It's important to note that if your child has kidney problems, the appropriate dosage of famotidine has not been determined, so you should consult your healthcare provider for guidance. Always discuss any concerns or questions about your child's treatment with their doctor to ensure the best care.

Geriatric Use

When considering famotidine for older adults, it's important to know that about 10% of patients in clinical studies were aged 65 and older, and no significant differences in safety or effectiveness were found between older and younger patients. However, some elderly individuals, especially those with kidney issues (renal impairment), have reported central nervous system (CNS) side effects, which can affect thinking and coordination.

To ensure safety, it's recommended that you use the lowest effective dose of famotidine for older adults and keep an eye on kidney function. This approach helps minimize the risk of adverse reactions, particularly in those who may have existing health concerns. Always consult with a healthcare provider to determine the best treatment plan for your needs.

Renal Impairment

If you are elderly or have kidney problems, it's important to know that you may be at a higher risk for certain side effects. To help manage this risk, your doctor may recommend reducing your medication dosage. This adjustment is crucial to ensure your safety and the effectiveness of your treatment. Always follow your healthcare provider's guidance and discuss any concerns you may have regarding your kidney health and medication.

Hepatic Impairment

If you have liver problems, it's important to know that there are no specific guidelines or dosage adjustments mentioned for your condition in the available information. This means that the standard recommendations apply, but you should always consult your healthcare provider for personalized advice. They can help monitor your liver function and determine the best approach for your treatment.

Make sure to keep your doctor informed about your liver health, as they may need to conduct regular tests to ensure your safety while using any medication. Your well-being is a priority, so don't hesitate to ask questions or express any concerns you may have.

Drug Interactions

It's important to be aware that some medications can interact with each other, affecting how well they work. For instance, certain drugs that rely on stomach acidity for proper absorption may not work as effectively if taken together. This can lead to reduced effectiveness of your medication. Additionally, if you are taking tizanidine, a medication that can cause drowsiness and lower blood pressure, combining it with other drugs may significantly increase its levels in your blood, which could lead to serious side effects like excessive drowsiness or a dangerously low heart rate.

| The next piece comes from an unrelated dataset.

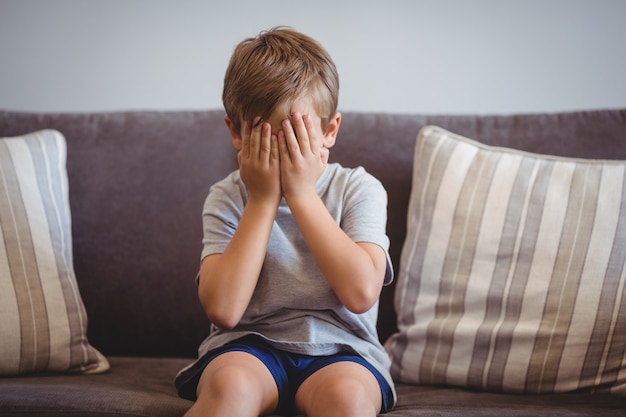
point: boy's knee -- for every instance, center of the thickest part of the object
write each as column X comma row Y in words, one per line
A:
column 341, row 396
column 226, row 381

To ensure your safety and the effectiveness of your treatments, always discuss any medications you are taking with your healthcare provider. They can help you understand potential interactions and adjust your treatment plan as needed.

Storage and Handling

To ensure the safety and effectiveness of famotidine for oral suspension, it's important to store both the dry powder and the mixed suspension properly. Keep the product at a temperature of 25°C (77°F), but it can be safely stored in a range from 15°C to 30°C (59°F to 86°F). Make sure to protect it from freezing, as this can damage the product.

Once you have mixed the suspension, remember to use it within 30 days and discard any unused portion after that time. When receiving the medication, it should be dispensed in a special container that is tight and resistant to light, which helps maintain its quality. Following these guidelines will help ensure that you use the medication safely and effectively.

Additional Information

No further information is available.

FAQ

What is famotidine?

Famotidine is a histamine-2 (H2) receptor antagonist used to inhibit gastric secretion.

What are the indications for using famotidine?

Famotidine is indicated for treating active duodenal ulcers, active gastric ulcers, symptomatic nonerosive gastroesophageal reflux disease (GERD), erosive esophagitis due to GERD, and pathological hypersecretory conditions.

What is the recommended adult dosage for active duodenal ulcers?

The recommended dosage for active duodenal ulcers is 40 mg once daily or 20 mg twice daily.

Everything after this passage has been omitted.